- The Washington Times - Wednesday, May 7, 2014

An Egyptian television station believes it has evidence that the Syrian civil war was probably a U.S. plot hatched in 2001: a “Simpsons” episode featuring Bart, Milhouse, Nelson Muntz and Ralph Wiggum as a boy band with the hit video “Oh Say Can You Rock.”

Rania Badawy of Egypt’s Al Tahrir recently told her audience that cartoon bombs falling past a unique flag in “what must be Syria” prove that “what is happening in Syria today was premeditated.” The broadcast was translated by the Middle East Media Research Institute.

The crux of Ms. Badawy’s “evidence” was the assertion that the flag did not exist in 2001, and yet is now used by Syrian rebels.

The New York Times, besides noting obvious references to Saddam Hussein, corrected the record.

“Syrian opposition did not invent a new flag out of whole cloth in 2011, but simply adopted the old green, white and black tricolor used by Syria for most of three decades beginning in 1932. That flag was replaced by a red, white and black tricolor following a military coup in 1963 that eventually brought Mr. Assad’s father to power,” wrote the Times, adding that the anchor displayed “a lack of familiarity with crucial aspects of both Syrian history and details of the ’Simpsons’ episode.”

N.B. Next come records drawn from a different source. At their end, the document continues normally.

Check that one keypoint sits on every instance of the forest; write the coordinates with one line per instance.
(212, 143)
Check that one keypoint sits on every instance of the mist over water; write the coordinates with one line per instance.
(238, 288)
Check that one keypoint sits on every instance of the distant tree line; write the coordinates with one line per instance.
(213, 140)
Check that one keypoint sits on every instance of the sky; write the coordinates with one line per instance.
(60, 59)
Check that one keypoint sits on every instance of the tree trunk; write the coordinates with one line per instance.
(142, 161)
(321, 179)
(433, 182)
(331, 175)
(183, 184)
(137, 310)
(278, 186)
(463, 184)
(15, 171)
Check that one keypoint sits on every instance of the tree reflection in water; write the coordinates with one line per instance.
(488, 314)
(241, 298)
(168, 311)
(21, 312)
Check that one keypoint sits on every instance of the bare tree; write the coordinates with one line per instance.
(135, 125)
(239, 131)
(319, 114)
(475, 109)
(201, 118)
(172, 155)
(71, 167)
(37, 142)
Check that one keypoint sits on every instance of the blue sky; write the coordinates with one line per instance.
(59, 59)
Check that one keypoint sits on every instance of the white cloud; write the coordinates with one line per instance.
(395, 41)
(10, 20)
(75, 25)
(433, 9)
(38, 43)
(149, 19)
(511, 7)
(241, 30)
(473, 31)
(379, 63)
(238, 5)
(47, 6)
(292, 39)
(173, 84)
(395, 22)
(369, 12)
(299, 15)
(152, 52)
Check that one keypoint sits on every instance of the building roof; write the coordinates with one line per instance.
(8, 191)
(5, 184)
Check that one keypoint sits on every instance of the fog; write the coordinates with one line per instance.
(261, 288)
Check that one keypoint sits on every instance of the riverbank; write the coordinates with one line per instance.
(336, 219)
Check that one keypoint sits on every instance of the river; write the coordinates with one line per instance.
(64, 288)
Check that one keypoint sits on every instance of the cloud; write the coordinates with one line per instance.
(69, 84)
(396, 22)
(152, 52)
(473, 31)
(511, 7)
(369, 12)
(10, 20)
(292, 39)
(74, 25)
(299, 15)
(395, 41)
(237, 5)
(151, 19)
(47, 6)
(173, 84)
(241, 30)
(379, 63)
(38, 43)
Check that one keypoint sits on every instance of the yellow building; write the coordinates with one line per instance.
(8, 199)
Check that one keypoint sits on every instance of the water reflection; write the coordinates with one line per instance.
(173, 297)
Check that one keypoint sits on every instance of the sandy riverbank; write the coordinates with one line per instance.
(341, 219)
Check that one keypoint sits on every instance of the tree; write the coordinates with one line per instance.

The lyrics to the song, from the episode titled ’New Kids on the Blecch,’ also refute the Egyptian host’s assertion that the Middle Eastern nation seen in the video “must” be Syria.

“There’s trouble in a far-off nation. Time to get in love formation. Your love’s more deadly than Saddam. That’s why I gotta drop da bomb!” the characters sing.

The Times also went on to note that the U.S. bombed Iraq in late 1998 following a dispute over United Nations weapons inspections.